What Evo signals about where governance is going

The quieter but bigger part of the Snyk announcement is Evo's AI asset discovery. The bet underneath it: most enterprises now have an AI shadow stack — agents spun up in product teams, MCP servers running on developer laptops, datasets passed into fine-tunes that nobody centralized, third-party model providers wired into internal tools without procurement review. You cannot govern what you cannot see, and as of mid-2026 most enterprises cannot see most of it.
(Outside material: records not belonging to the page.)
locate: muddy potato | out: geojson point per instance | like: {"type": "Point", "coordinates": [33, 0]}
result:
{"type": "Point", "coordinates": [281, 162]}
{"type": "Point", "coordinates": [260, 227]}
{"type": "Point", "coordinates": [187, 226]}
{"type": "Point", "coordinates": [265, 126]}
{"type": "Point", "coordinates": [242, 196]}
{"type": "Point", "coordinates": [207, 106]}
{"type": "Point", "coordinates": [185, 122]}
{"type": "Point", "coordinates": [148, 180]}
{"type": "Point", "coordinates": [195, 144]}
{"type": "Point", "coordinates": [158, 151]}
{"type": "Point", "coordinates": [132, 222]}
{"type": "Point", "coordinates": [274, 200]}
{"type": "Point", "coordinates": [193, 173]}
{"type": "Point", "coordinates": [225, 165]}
The procurement question your security team is going to be asked in Q3 2026 is what AI assets do we have running in production, and which of them touch customer data? The teams that have an answer will move quickly. The teams that don't will spend a quarter building the inventory before any other governance work starts. Evo is the first credible product in that category, but the work of running the inventory and acting on what it finds is yours.

Where Sonnet Code fits

An MCP-native security tool inside the agent loop is the easy half of the story. The hard half is the policy, permission, and exception design above it that decides whether the new tool surface is a security win or a faster way to merge vulnerabilities with a paper trail. AI development at Sonnet Code is that engineering: integrating Snyk's MCP server (or any equivalent) into your agent workflows with the scoped permissions, audit trails, and routing rules that make auto-fix safe, and standing up the AI asset inventory before procurement starts asking. AI training is the human-judgment half: senior security engineers who design the failure-mode rubrics for AI-generated code in your codebase, run adversarial review on the cases your auto-fix policy is most likely to mishandle, and stand up the senior-reviewer queue at the speed agentic shipping demands.

The review tax on AI-generated code didn't disappear. It moved one layer up. The teams that win the next phase of secure agentic development are the ones that build that layer deliberately, instead of discovering they needed it the week after their first signed-off vulnerability ships.